Senator Warren is doing what many elected her to do in November; take on Wall Street in a post-crisis era. The former Harvard Law School professor and former White House official who served as a special advisor to the Secretary of the Treasury helped create the Consumer Financial Protection Bureau.

That’s where she gained many of her adversaries as well as supporters.

It’s no surprise Warren is introducing this bill. She’s already called for a more modern version of Glass-Stegall which separated investment banks from retail banks. The law was repealed in 1999 after Citicorp and Travelers Group announced they were merging.

If passed Warren’s updated version of Glass-Steagall would give banks five years to start splitting up.

Of course, getting enough support to get the bill passed won’t be easy. It’s not the first time a lawmaker has tried to split banks up.

Wall Street argues it needs its banks to remain big in order to remain competitive.

Bank of America CEO Brian Moynihan has spoken against the measure saying universal banking model is the “most important” model there is because it gives consumers access to global information, capital markets, investment advice and basic banking all in one place. “We can’t be competitive if we can’t provide all those services to our consumers,” he said.

JPM’s CEO Jamie Dimon has argued the same. ““There are huge benefits to size. We bank Caterpillar in like 40 countries.
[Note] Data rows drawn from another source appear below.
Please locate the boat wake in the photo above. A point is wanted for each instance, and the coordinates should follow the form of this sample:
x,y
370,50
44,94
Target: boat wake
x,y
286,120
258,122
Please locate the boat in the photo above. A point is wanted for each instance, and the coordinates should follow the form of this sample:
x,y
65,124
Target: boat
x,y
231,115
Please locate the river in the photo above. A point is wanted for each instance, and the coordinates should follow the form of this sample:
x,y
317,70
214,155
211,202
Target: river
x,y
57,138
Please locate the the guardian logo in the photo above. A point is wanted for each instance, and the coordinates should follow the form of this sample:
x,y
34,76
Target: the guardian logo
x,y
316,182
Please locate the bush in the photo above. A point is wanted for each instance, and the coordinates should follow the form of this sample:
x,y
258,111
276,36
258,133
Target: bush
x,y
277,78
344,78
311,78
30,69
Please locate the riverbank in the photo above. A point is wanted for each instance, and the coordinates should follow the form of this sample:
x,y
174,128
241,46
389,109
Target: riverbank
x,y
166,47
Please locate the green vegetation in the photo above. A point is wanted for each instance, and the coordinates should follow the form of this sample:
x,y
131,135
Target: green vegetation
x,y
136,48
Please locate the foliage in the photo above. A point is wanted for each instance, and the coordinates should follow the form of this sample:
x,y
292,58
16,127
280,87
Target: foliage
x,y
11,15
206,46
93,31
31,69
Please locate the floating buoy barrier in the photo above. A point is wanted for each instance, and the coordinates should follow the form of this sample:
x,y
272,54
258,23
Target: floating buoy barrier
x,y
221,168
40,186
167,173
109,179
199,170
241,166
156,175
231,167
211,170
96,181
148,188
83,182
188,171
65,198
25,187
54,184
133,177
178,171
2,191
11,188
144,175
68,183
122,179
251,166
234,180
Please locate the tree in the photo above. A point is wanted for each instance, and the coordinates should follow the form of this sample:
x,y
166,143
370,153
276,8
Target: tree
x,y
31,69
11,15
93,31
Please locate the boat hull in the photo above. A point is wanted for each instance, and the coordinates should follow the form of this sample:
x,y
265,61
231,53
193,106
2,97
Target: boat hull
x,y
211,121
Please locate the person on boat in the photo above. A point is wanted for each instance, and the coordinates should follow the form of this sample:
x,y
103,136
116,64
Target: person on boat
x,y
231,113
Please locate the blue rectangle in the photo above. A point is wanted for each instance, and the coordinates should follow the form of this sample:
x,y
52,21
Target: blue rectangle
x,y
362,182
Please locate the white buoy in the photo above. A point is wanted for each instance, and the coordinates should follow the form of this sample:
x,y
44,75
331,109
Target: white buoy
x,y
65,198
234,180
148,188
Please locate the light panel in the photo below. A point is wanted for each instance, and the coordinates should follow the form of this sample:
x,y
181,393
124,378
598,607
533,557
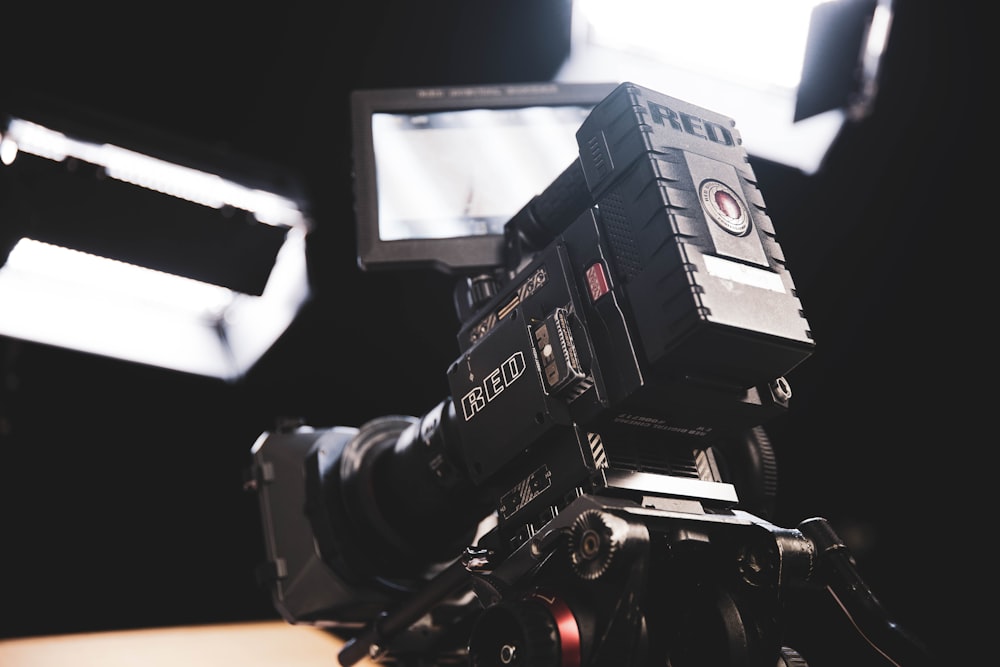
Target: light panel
x,y
68,298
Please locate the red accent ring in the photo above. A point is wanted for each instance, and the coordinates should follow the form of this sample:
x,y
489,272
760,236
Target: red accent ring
x,y
566,627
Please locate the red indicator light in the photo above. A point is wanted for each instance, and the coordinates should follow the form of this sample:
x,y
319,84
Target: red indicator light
x,y
597,281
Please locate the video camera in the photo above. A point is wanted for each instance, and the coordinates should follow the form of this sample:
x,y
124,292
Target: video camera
x,y
596,490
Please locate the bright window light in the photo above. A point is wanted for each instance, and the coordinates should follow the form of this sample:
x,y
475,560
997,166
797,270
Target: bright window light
x,y
740,58
759,43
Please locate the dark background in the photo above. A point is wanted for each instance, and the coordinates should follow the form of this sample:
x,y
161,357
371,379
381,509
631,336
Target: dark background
x,y
120,485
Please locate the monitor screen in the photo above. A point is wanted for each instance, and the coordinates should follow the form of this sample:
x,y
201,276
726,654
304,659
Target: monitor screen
x,y
439,172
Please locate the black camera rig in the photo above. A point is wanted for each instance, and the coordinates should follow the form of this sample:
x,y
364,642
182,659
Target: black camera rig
x,y
596,490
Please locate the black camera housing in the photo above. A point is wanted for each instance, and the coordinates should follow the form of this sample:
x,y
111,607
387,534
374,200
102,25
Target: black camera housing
x,y
597,484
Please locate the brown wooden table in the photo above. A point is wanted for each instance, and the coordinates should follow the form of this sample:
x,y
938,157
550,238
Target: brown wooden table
x,y
255,644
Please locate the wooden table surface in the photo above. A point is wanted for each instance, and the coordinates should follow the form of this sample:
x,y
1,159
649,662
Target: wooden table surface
x,y
255,644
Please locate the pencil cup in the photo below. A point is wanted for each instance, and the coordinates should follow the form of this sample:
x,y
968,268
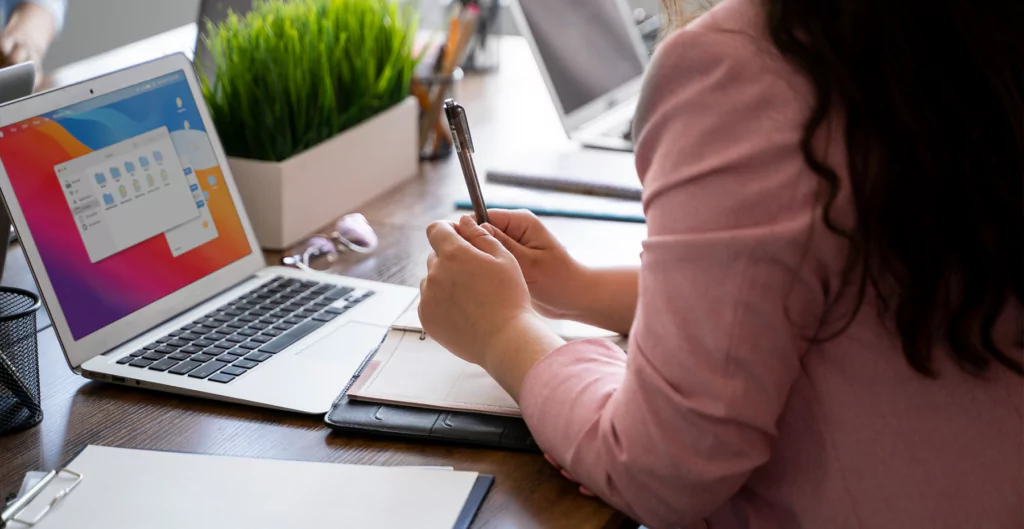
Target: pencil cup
x,y
19,399
431,90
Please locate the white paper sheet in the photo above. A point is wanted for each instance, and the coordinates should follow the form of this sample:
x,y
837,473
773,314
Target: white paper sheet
x,y
129,489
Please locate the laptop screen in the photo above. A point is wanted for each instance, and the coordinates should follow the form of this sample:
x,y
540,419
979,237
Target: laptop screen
x,y
587,47
124,199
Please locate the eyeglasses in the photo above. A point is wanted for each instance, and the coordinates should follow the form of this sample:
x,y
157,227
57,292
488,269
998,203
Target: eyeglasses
x,y
351,233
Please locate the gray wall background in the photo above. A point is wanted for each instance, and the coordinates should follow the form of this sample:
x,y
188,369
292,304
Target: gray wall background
x,y
97,26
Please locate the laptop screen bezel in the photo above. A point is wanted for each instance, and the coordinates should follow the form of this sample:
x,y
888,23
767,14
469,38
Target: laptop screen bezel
x,y
586,114
117,333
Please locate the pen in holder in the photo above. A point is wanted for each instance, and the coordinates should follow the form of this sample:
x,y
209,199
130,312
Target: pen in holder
x,y
483,53
435,138
20,406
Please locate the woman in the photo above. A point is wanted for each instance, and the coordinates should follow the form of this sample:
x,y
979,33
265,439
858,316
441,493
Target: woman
x,y
825,328
30,27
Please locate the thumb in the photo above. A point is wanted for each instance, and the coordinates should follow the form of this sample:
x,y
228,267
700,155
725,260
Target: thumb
x,y
510,244
479,237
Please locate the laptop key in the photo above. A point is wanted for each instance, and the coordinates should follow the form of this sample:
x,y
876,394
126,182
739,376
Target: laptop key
x,y
164,364
207,369
233,371
258,357
221,378
215,351
184,367
279,344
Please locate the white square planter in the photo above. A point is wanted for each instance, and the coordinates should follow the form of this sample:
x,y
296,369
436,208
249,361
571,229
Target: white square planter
x,y
288,201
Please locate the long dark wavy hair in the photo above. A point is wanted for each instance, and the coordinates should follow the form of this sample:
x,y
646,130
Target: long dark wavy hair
x,y
931,94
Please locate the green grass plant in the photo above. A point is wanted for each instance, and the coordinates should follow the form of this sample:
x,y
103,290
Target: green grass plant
x,y
292,74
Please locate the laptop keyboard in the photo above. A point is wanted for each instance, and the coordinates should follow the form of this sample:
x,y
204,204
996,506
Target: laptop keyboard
x,y
246,333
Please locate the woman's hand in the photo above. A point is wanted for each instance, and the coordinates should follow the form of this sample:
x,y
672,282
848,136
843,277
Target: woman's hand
x,y
553,276
475,302
27,37
562,288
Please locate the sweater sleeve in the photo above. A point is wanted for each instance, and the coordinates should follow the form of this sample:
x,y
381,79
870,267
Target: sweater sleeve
x,y
56,7
728,295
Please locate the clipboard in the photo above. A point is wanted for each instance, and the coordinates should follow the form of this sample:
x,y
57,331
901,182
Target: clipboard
x,y
426,425
14,514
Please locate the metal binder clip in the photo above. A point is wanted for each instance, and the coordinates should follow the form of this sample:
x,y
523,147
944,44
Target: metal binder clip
x,y
13,512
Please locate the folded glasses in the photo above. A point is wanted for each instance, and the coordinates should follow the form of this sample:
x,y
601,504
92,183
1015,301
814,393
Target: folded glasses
x,y
351,233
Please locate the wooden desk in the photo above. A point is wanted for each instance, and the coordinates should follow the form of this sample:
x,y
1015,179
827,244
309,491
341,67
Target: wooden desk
x,y
527,491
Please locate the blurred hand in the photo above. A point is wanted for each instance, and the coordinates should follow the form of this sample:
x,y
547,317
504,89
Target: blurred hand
x,y
550,272
27,37
474,302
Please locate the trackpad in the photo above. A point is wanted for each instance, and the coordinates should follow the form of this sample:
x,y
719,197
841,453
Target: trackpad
x,y
347,346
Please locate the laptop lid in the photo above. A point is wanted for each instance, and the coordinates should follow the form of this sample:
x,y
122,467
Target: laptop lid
x,y
589,51
124,202
15,82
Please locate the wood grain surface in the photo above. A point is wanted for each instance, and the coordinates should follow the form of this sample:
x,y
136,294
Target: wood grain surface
x,y
508,109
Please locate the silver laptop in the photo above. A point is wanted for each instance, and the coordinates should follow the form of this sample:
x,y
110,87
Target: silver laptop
x,y
15,82
147,263
592,58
We can do a $20 billion bridge loan overnight for a company that’s about to do a major acquisition. Size lets us build a $500 million data center that speeds up transactions and invest billions of dollars in products like ATMs and apps that allow your iPhone to deposit checks. We move $2 trillion a day, and you can see it by account, by company. These aren’t, like, little things. And they accrue to the customer. That’s what capitalism is,” he told New York Magazine last year.

It’s no surprise banks don’t want to be broken up but that’s not going to stop Elizabeth Warren from trying.